A few days later Davis, a gardener and a former slave, arrives in the spinsters' backyard in search of work. Queen and Davis start a friendship, which turns into romance and Queen becomes pregnant. Queen first seeks an abortion, then decides to keep the child; She confronts Davis, who invites her to meet him at the railway station, presumably to head north.

Queen waits at the station well into the evening, but Davis fails to appear, so she dejectedly returns to the old maids. Miss Mandy labels her as a wicked, naughty girl and a fallen sinner, but she and Miss Giffery allow her to remain. In due time the two spinsters, acting as midwives, attend the birth of a healthy boy. Queen wants to give him the name David, but at the insistence of the two women, the baby is christened Abner. Misses Mandy and Giffery increasingly take over Abner, apparently intending to raise him as though he were their own. One night, Queen flees and heads north with six-month-old Abner in her arms.

===Part 3===
At a crossroads store and lunchroom, Queen meets Mrs. Benson, an upper-middle-class white mother of a 15-month-old son, for whom she needs a wet nurse. They ride away toward the Benson home, in Beaufort, South Carolina, which is south of Charleston and not on a direct way to Savannah, Tennessee (Queen's destination).

When Queen and Mrs. Benson arrive in Beaufort, they meet Mr. Benson amid a crowd of angry black former slaves, striking for more pay and more respect, under the vocal persuasion and agitation of Davis, Abner's father. Later Queen finds Davis, confronts him, berates him for having abandoned her and Abner. They eventually reconcile.

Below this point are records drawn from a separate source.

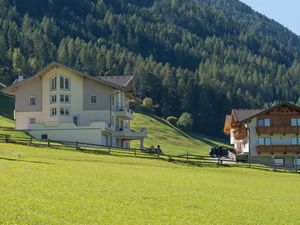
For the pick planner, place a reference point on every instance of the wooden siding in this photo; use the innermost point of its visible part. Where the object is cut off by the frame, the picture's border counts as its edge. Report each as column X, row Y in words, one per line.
column 283, row 149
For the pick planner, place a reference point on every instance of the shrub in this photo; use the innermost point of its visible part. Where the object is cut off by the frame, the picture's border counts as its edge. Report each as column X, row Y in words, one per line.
column 185, row 121
column 172, row 120
column 148, row 103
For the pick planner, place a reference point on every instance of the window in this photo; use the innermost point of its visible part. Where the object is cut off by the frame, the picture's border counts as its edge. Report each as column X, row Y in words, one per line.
column 32, row 120
column 278, row 162
column 53, row 112
column 264, row 122
column 52, row 99
column 295, row 122
column 297, row 161
column 53, row 84
column 44, row 137
column 64, row 83
column 267, row 122
column 93, row 99
column 64, row 111
column 65, row 98
column 32, row 101
column 295, row 140
column 264, row 141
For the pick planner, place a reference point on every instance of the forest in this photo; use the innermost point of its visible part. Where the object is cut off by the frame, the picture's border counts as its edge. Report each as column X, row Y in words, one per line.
column 203, row 57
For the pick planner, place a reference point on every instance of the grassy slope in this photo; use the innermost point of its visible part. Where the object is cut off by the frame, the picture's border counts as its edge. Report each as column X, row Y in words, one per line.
column 170, row 139
column 6, row 104
column 60, row 187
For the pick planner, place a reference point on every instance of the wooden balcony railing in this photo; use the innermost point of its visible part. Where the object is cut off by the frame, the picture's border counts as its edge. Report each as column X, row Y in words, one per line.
column 278, row 130
column 283, row 149
column 240, row 134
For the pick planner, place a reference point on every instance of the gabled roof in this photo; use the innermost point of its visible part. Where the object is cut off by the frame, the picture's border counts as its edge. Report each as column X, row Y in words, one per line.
column 243, row 114
column 122, row 81
column 267, row 110
column 115, row 85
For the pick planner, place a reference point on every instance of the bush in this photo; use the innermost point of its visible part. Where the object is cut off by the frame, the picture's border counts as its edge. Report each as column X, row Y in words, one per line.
column 185, row 121
column 172, row 120
column 148, row 103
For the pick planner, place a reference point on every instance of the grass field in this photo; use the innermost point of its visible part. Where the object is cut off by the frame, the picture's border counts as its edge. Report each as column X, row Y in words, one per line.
column 171, row 139
column 6, row 104
column 46, row 186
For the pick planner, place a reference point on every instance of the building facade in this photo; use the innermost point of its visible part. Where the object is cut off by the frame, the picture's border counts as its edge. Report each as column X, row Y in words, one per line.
column 62, row 104
column 270, row 135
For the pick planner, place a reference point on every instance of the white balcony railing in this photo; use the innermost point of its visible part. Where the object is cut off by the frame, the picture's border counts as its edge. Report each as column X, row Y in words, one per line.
column 131, row 134
column 124, row 112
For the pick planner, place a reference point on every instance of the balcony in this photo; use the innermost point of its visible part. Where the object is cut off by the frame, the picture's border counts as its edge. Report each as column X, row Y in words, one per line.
column 278, row 130
column 124, row 113
column 127, row 133
column 282, row 149
column 240, row 134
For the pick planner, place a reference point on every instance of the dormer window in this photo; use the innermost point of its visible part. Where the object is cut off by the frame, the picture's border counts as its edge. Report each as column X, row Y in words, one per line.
column 65, row 98
column 53, row 81
column 52, row 99
column 93, row 99
column 64, row 83
column 264, row 122
column 32, row 101
column 295, row 122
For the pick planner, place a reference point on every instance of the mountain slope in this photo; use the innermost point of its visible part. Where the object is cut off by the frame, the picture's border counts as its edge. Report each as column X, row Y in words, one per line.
column 198, row 56
column 170, row 139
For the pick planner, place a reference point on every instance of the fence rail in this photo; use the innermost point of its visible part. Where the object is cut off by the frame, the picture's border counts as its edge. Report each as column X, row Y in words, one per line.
column 193, row 159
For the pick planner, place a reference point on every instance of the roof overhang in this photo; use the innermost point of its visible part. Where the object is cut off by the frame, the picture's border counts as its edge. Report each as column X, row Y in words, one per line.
column 11, row 90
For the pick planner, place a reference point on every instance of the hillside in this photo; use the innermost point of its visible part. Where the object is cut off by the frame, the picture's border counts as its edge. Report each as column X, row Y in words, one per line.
column 6, row 104
column 171, row 140
column 48, row 186
column 198, row 56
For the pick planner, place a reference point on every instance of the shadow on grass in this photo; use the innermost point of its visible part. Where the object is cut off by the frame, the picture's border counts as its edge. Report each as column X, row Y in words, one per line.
column 21, row 160
column 189, row 135
column 171, row 126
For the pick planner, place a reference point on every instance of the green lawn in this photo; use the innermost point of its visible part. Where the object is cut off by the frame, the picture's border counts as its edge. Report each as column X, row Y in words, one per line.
column 171, row 139
column 46, row 186
column 6, row 104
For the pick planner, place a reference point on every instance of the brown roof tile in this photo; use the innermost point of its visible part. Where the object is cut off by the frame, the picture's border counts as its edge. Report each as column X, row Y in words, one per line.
column 122, row 81
column 243, row 114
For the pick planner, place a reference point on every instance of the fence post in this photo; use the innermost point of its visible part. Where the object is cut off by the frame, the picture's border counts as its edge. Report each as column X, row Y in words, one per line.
column 296, row 164
column 30, row 141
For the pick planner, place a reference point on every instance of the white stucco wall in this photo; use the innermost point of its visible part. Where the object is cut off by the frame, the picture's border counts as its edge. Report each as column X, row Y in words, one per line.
column 69, row 132
column 22, row 119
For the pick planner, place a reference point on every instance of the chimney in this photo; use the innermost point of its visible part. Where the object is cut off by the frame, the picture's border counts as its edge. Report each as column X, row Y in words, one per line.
column 20, row 78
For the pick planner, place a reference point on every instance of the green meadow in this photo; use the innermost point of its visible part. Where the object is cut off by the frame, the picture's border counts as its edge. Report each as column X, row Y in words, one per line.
column 171, row 139
column 46, row 186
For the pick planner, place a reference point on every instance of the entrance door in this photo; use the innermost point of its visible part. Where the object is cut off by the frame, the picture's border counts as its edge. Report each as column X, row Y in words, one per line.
column 76, row 120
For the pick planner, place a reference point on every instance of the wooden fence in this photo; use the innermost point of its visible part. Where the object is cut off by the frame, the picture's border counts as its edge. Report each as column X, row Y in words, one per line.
column 188, row 158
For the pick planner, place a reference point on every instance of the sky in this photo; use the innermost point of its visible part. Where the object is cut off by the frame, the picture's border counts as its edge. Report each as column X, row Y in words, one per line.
column 286, row 12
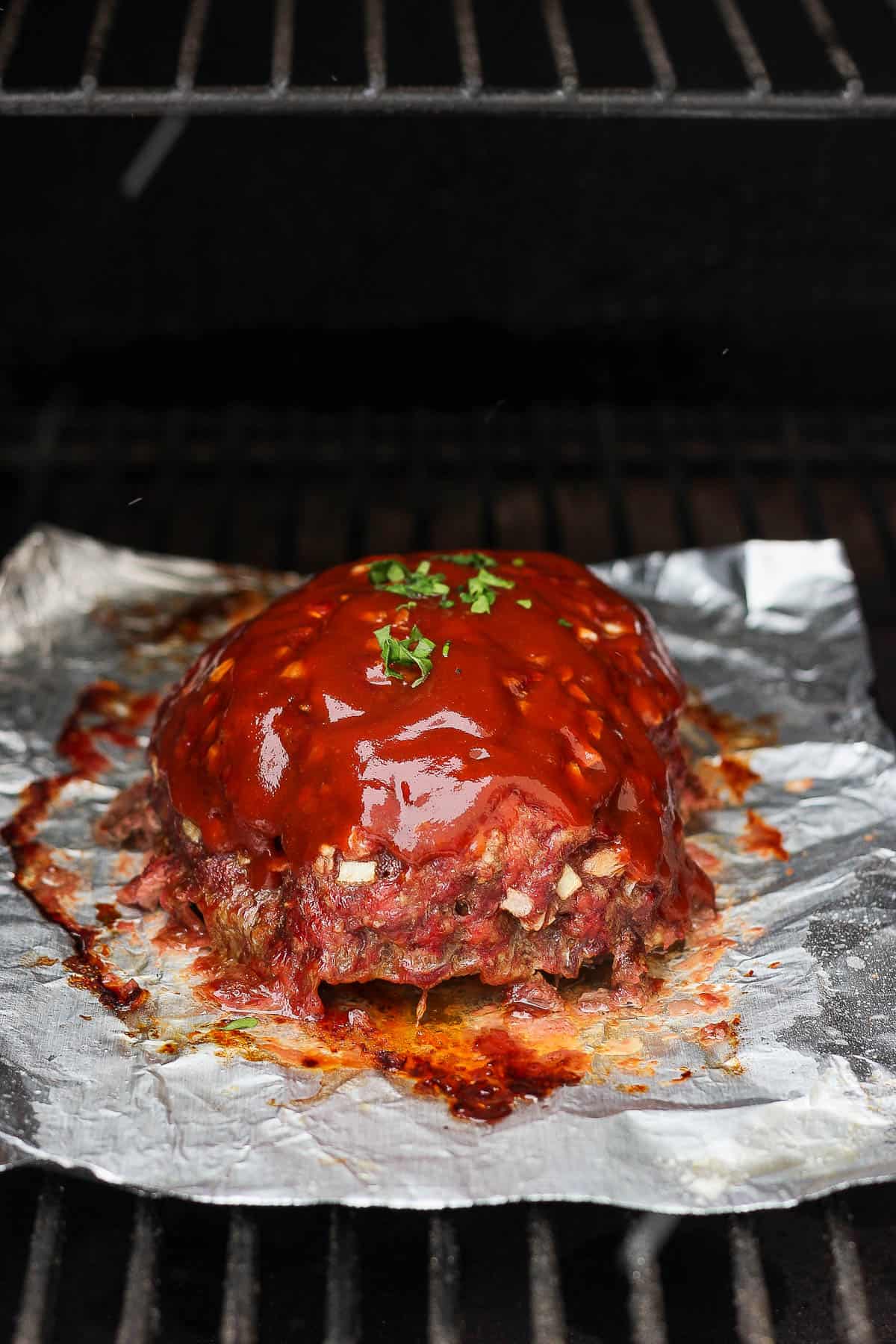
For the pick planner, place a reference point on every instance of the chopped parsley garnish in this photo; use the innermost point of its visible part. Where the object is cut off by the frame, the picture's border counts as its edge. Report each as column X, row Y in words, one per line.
column 411, row 652
column 474, row 558
column 480, row 591
column 394, row 577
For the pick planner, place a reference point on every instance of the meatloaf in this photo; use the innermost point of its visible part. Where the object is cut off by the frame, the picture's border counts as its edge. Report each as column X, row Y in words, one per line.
column 423, row 766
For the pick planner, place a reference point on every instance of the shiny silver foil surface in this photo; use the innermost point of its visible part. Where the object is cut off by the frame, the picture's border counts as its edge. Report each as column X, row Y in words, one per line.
column 810, row 1107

Unknown to Queen, Mr. Benson is a leader among the local Ku Klux Klan. Mrs. Benson, feigning concern for the security of Davis, urges Queen to leave Abner with her in safety while she warns Davis that he is in imminent danger of a "terrible work" of the Klan. Queen goes, and a Klansman follows; when she returns to the Benson home, Abner is not there. Mrs. Benson says that Abner "is doing God's work tonight"; the child is used as bait to lure Davis from his cabin. The next morning, Queen finds Davis' hanged and charred body; Abner is inside a wooden chicken cage at his father's feet.

In the next scene, Queen and Abner, now a toddler of about two years, board a small wooden ferryboat near Savannah, Hardin County, Tennessee, where they meet its operator, Alec Haley, and his son, Henry. Although Queen tells him she is travelling north, Alec persuades her to ride back to the south side, saying that in the North she would find only "cold weather and cold-hearted Yankees".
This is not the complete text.